Paddy Power staff denied breaks win €100,000 in compo
Paddy Power has paid almost €100,000 to more than 70 staff after denying them rest breaks, according to a union.
Mandate has claimed that workers at the company - owned by Flutter Entertainment - were expected to deal with customers while eating their sandwiches during breaks.
The union took cases to the Workplace Relations Commission (WRC) in relation to more than 70 workers, alleging breaches of working-time legislation.
A spokesperson said the company had agreed to compensation of between €700 and €1,000 each.
In a statement, the union said the final decision by an adjudication officer was issued last Friday.
Mother-of-two Vicky Callow (44), who works in Raheny, said she got no lunch break.
"Nobody got a break," she said. "We ate at the counter while serving customers.
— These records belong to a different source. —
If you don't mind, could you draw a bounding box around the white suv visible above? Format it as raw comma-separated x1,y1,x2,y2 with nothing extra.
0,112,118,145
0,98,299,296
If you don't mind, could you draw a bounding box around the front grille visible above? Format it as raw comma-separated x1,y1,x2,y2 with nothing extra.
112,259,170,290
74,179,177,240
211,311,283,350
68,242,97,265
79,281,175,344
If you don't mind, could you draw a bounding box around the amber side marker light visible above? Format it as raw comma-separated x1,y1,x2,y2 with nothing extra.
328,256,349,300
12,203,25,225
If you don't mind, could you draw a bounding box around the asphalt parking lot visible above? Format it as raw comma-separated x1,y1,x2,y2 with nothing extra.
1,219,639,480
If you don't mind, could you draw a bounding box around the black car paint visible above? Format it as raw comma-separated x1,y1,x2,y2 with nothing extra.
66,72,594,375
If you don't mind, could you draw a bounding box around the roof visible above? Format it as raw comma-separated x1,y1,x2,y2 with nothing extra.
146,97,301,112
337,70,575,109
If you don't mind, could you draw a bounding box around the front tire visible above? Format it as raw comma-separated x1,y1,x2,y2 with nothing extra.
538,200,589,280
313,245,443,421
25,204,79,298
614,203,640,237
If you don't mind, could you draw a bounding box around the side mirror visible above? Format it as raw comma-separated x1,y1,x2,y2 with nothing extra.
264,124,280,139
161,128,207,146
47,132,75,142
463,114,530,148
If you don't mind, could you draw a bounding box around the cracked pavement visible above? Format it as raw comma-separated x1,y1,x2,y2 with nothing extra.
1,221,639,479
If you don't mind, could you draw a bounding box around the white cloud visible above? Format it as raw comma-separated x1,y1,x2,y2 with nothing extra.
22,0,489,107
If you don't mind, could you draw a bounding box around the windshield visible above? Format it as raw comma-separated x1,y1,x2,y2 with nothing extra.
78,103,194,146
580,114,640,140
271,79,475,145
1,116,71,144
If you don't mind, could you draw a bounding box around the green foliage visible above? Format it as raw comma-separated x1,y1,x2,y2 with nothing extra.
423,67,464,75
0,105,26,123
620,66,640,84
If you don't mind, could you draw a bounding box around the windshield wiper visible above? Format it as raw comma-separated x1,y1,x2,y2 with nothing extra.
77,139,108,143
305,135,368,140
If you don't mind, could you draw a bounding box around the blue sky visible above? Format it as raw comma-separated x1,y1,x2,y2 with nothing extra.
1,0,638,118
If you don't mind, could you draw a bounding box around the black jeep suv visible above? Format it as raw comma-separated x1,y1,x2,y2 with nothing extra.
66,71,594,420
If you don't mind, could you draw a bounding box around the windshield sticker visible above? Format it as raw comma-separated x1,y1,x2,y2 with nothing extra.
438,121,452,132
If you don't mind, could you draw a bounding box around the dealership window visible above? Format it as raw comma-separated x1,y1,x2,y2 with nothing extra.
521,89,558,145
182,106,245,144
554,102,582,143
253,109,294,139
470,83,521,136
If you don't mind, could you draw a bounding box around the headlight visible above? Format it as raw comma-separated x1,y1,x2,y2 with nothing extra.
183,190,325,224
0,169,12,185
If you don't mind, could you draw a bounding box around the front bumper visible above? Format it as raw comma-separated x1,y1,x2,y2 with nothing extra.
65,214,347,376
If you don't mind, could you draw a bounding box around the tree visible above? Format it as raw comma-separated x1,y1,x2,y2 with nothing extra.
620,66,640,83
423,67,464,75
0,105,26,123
That was the culture.
"It was worth taking a case because we now get an hour's lunch and two 15-minute breaks."
In one of the adjudications, an employee said they worked 40 hours a week as a retail betting assistant.
They alleged that the company breached the organisation of working-time act relating to rest breaks.
Paddy Power defended a lack of scheduled breaks and argued that the nature of the business it operates involved a large element of variability.
It said factors driving this included peaks and troughs in the racing season.
During periods of high activity, like Cheltenham and the Grand National, it said staff numbers were increased to ensure sufficient opportunities for rest breaks.
However, the adjudication officer found the complaint was well founded and directed the employer to pay up to €1,000 compensation to staff.
He said he reached the conclusion that the employer "does not keep appropriate records to show that employees are getting the breaks to which they are entitled" under legislation.
Meanwhile, Mandate has written to seek a meeting to discuss a pay increase, sick pay scheme, staffing levels and Sunday premium pay.
Mandate divisional organiser Robert McNamara said the union's 300 members at the betting chain were delighted to see the process end with compensation payments due to the "denial of their rest breaks".
"Hopefully, Paddy Power and all companies ensure their workers get their basic entitlements in the future," he said.
He added that the company had confirmed it would not appeal the Workplace Relations Commission decisions and had paid out the money owed to members.
In relation to the union's new claims for increased pay and better terms and conditions, he said management had so far refused to engage so it may seek WRC intervention.
Paddy Power's parent company Flutter said it had no comment.